Dr Nicholas Crisp, Deputy Director-General for National Health Insurance at the Department of Health, called clearance of the backlog “a milestone for SAHPRA”, while Stavros Nicolaou, chairperson of the Pharmaceutical Task Group (PTG), said the PTG “welcomes this development and congratulates the SAHPRA board and management in achieving the significant clearing of the registration backlog that has historically hampered the MCC”.


The most exciting development at SAHPRA in 2022 was the achievement of a maturity level 3 ranking for vaccines regulation from the World Health Organization (WHO).


The WHO uses a ranking system ranging from one (the lowest) to four (the highest) to rank the maturity and effectiveness of health products regulatory organisations in meeting their mandates to ensure that health products are safe and effective.


Following an initial 2021 and subsequent 2022 assessment of SAHPRA by the WHO, the regulator announced in October 2022 that it had received WHO maturity level 3 (ML3) ranking for vaccine regulation and maturity level 4 (ML4) status for vaccine lot release.


Only five health product regulatory authorities on the African continent have received a maturity level 3 designation from the WHO. South Africa and Egypt have received this designation for vaccine regulation, while Ghana, Tanzania and Nigeria have achieved this status for medicine regulation.


Only South Africa has received a maturity level 4 ranking for lot release, which involves evaluating batches of vaccines before they are released for use in the country. All batches of vaccines used in South Africa must be evaluated at the national control laboratory in Bloemfontein prior to their use.

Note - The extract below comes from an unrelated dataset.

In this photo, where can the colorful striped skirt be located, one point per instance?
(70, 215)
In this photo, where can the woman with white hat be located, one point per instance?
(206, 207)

SAHPRA has also become more transparent and improved its communications in recent years, most notably with a searchable database of registered products, but here too, there remains some way to go, especially on the reasoning and evidence behind regulatory decisions.


Much also remains to be done by the regulator to address areas for which regulatory systems must still be developed and strengthened, including complementary products and medical devices and addressing its organisational weaknesses (i.e. lacking digital systems and skills).